The gharial in Nepal: a survival held together by hand

In the mid-1970s there were perhaps 300 wild gharials on Earth. The species had fallen by some 96% in three decades — from a global population of 5,000 to 10,000 in the 1940s to a fraction of that by 1976. In Nepal, surveys at the time found about 70 individuals across the Koshi, Narayani, Rapti, Babai and Karnali rivers combined.

The gharial was, by any reasonable measure, on its way out.

In 1978, the Government of Nepal opened the Gharial Breeding Centre at Kasara, in the heart of Chitwan National Park. In the years since, the centre has released more than 2,000 captive-reared gharials into Nepal's rivers. The wild population has recovered. It has not flourished. The work is unfinished. But the species is, today, still here — and Nepal is one of only two countries in the world where its survival is possible.

The species

The gharial (Gavialis gangeticus) is unmistakable. A long, slender snout — adapted for fast sideways snaps to catch fish — distinguishes it from every other crocodilian on Earth. The snout carries roughly 110 needle-like interlocking teeth.
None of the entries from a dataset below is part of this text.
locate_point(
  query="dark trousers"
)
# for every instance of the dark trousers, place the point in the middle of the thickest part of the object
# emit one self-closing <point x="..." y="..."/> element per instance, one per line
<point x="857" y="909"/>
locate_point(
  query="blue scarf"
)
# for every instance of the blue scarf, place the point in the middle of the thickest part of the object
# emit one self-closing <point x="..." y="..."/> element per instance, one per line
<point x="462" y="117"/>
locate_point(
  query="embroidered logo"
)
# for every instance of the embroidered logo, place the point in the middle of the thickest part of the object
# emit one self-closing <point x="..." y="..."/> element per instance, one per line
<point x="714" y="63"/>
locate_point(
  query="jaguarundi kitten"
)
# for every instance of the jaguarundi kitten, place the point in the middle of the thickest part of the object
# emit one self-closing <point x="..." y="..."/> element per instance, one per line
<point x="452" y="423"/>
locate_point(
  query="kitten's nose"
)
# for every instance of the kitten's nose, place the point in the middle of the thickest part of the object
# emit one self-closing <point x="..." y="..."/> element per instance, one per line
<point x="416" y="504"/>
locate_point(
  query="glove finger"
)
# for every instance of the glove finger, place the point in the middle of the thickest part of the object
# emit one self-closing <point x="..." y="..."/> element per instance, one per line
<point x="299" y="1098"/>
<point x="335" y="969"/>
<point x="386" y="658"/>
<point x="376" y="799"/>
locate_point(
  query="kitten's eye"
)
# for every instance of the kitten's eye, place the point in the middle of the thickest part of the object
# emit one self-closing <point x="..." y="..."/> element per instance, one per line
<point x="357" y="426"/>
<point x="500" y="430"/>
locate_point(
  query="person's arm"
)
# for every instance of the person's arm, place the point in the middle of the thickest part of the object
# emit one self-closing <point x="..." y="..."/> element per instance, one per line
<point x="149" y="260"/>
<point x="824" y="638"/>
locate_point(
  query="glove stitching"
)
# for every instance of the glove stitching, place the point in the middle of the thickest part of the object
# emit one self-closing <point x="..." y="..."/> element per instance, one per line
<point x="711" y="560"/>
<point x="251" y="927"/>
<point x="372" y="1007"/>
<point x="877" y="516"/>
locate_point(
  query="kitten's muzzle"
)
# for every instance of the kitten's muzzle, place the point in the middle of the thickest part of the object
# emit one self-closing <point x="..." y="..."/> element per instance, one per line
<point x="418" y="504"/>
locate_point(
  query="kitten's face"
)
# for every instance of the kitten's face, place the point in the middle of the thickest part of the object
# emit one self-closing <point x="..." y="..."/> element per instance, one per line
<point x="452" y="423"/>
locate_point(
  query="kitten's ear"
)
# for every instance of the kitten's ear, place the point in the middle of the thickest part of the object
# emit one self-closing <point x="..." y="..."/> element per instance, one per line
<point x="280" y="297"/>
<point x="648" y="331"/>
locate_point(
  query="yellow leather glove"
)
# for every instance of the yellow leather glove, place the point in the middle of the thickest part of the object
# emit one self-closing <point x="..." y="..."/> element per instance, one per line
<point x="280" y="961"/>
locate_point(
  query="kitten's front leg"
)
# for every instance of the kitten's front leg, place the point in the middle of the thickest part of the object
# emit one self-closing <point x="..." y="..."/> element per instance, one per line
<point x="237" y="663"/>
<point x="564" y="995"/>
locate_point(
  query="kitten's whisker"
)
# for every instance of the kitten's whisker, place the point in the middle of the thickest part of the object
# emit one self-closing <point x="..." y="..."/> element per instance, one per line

Mature males develop a distinctive bulbous growth on the snout tip, a structure called the ghara (meaning "pot" in Hindi), which gives the species its name.

Adult gharials reach 4 to 6 metres in length. They are highly aquatic — far more so than their broad-snouted neighbour the mugger crocodile — hauling out onto sandbanks only to bask, nest, and rest. They are powerful swimmers; their hind feet are heavily webbed. On land they are clumsy.

The gharial is one of the most evolutionarily distinct crocodilians alive — the only surviving member of the family Gavialidae, the last remnant of an ancient lineage that once spanned much of the world. Genetically it sits alone; ecologically, it occupies a niche no other crocodilian fills.

It is harmless to people. The slender snout is built for fish and would shatter on larger prey. Stories of gharial attacks on humans are essentially unknown; the species is the gentle giant of South Asia's rivers.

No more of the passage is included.